I'm probably a repeat offender on this and kinda see world-building in general as this. We typically have one of 2 stances when we ask a real question:

  • I have all the Legos. How should I put them together?
  • I'm building something. What Lego do I need to fill this hole?

And those are rather open-ended and opinion-based thoughts usually. Granted, not everything fits those two questions, and you can always reword a question enough that it fits the site policy. But generally I think there's a good measuring stick:

  • How snarkily can I answer the question while getting away with it?
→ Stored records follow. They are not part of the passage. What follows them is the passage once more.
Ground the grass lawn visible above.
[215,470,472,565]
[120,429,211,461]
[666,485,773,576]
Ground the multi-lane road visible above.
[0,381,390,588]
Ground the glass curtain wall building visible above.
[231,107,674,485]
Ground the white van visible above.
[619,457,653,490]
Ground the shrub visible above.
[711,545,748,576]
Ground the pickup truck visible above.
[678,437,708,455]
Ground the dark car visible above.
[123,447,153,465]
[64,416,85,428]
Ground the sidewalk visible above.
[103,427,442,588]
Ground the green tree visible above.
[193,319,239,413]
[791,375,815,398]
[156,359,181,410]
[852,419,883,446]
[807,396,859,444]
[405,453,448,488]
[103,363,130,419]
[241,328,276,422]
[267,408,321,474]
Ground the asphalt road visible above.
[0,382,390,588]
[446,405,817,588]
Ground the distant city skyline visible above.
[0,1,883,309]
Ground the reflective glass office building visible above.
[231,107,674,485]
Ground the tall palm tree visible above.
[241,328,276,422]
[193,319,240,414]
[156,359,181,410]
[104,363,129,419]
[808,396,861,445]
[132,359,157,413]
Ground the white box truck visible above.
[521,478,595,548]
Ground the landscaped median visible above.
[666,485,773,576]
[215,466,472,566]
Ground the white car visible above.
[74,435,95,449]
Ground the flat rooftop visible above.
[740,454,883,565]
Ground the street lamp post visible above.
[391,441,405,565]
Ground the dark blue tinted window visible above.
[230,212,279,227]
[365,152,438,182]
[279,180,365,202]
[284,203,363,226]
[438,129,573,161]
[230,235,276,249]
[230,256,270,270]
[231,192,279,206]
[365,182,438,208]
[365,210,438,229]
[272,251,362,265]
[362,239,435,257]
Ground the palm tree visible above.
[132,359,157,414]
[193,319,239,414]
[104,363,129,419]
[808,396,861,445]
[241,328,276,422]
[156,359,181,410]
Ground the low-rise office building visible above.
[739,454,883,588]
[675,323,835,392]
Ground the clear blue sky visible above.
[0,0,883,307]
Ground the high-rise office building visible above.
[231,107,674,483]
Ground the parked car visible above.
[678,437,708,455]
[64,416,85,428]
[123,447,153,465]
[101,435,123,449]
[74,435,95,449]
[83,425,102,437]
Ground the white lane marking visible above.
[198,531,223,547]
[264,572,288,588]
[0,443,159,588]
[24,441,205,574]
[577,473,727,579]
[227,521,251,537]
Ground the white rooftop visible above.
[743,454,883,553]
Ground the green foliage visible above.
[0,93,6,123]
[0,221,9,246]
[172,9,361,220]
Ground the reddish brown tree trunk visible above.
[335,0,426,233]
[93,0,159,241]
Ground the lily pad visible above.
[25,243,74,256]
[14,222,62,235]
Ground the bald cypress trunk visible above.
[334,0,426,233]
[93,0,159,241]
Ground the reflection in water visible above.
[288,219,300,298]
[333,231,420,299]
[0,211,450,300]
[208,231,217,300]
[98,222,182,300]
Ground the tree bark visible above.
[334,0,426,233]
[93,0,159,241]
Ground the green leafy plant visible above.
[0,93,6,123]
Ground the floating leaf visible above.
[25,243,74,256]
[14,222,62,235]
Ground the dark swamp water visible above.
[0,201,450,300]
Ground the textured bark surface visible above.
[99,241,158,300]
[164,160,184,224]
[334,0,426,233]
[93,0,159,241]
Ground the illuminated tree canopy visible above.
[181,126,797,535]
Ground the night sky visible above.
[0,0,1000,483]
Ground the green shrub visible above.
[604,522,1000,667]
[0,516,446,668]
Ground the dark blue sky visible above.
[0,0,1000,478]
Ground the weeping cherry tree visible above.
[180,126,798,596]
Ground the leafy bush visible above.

For anti-psychic if they gave no extra info I could say "Wear tinfoil hats" For something like "Harness Planetary Energy" there's an actual limited list if you include hard-science tag. If you don't then more info may be required.

Most importantly:

Sometimes a question is open-ended without context. Sometimes it's completely locked down with context. But as a resource the site does better from easily digestible questions regardless of how open-ended. Being able to see that a question is related to why you came there at a glance is nice. Especially if the title isn't spot-on to the minutia of the question context. The abundance of opinion based answers in a TOO broad question will still have good answers bubble to the top with the voting system. It'll attract low-quality too. Which is one of the reasons I think these kind of answers get closed? Lack of critical thinking added to sheer volume?

....Which wraps back to the Snark Test. If I give you a question locked down entirely with context and tons of detail: a) I might not even be able to be snarky b) By imagining a snarky response I just might be ashamed of myself for walking over someone's effort. If I can feel absolutely certain I can get away with a snarky response... then maybe it isn't worth my effort to even respond. Just vote close and move on. At the most maybe help them improve.

While I'm here responding to comments, I'm going to preemptively defend my stance on the opinion-based potentially being a resource bit: If all questions were meant to be useful only in the specific context of the OP, then we'd be a forum. Nobody would ever need to see an answer again besides the OP. We're a resource, having some room for opinion or varied answers is a must. Not because it is in general required for Q&A format but because we're a site related to creativity. If our sets of answers are tailored too fundamentally to specific Qs then general answers aren't as clearly separated (assume they exist) for notice/consumption by an external visitor.

There is a limit to generalization as far as the site is concerned. Like I stated in my comments though, while you can measure this (I use my Snark Test) a check for a good Q isn't necessarily a check for a redeemable Q.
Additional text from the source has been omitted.